Construire un projet parental partagé dès la grossesse
Une stratégie clé pour prévenir le maternal gatekeeping est l’implication du futur père avant la naissance : études montrent qu’un engagement précoce réduit le risque de contrôle maternel excessif. Concrètement :
- Participer aux consultations médicales : renforcer la relation entre le père et le bébé, légitimer son rôle.
- Organiser ensemble l’espace de vie : choix du mobilier d’enfant, planification des routines.
- Discuter ouvertement des responsabilités : instaurer un accord clair sur les tâches quotidiennes.
Techniques pour sortir du cycle de contrôle
Sortir du maternal gatekeeping requiert un travail personnel et conjoint. Voici quelques pistes proposées par Cristina Di Loreto :
- Identifier les croyances limitantes : prendre conscience des messages internes (« je suis la seule à savoir ») et les questionner.
- Mettre en place la délégation progressive : confier une tâche à la fois au père, l’encourager et valoriser ses efforts avant de passer à une autre.
- Favoriser la communication bienveillante : exprimer besoins et émotions sans blâmer, avec l’esprit du « nous ».
- Pratiquer l’auto-compassion : accepter les imperfections, cultiver la bienveillance envers soi-même.
Avantages d’une parentalité véritablement partagée
Lorsque le gatekeeping s’efface, la co-responsabilité se révèle bénéfique pour tous :
- Réduction de la charge mentale : la mère peut souffler, réduire son stress et consacrer du temps à ses propres activités.

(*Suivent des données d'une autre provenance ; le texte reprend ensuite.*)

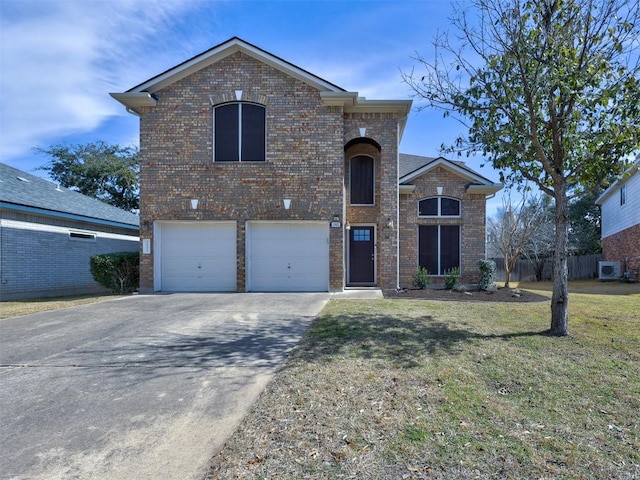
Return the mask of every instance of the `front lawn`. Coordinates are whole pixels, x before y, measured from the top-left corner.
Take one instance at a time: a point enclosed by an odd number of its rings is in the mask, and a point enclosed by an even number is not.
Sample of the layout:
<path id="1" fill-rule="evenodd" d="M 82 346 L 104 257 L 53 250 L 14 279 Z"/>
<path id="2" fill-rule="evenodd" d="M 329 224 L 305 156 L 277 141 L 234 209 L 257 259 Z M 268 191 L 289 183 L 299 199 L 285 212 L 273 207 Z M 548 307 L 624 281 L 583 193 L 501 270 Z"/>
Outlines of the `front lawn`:
<path id="1" fill-rule="evenodd" d="M 590 285 L 570 338 L 549 302 L 331 301 L 210 478 L 640 478 L 640 286 Z"/>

- Renforcement du lien père-enfant : plus de présence et d’affection directe, impact positif sur le développement de l’enfant.
- Équilibre de vie : amélioration de la qualité de vie de la famille, respect de la carrière et des aspirations personnelles des deux parents.
Sur Terra-Femme.fr, nous encourageons un dialogue constructif pour repenser ensemble la parentalité moderne, au service du bien-être de toute la tribu.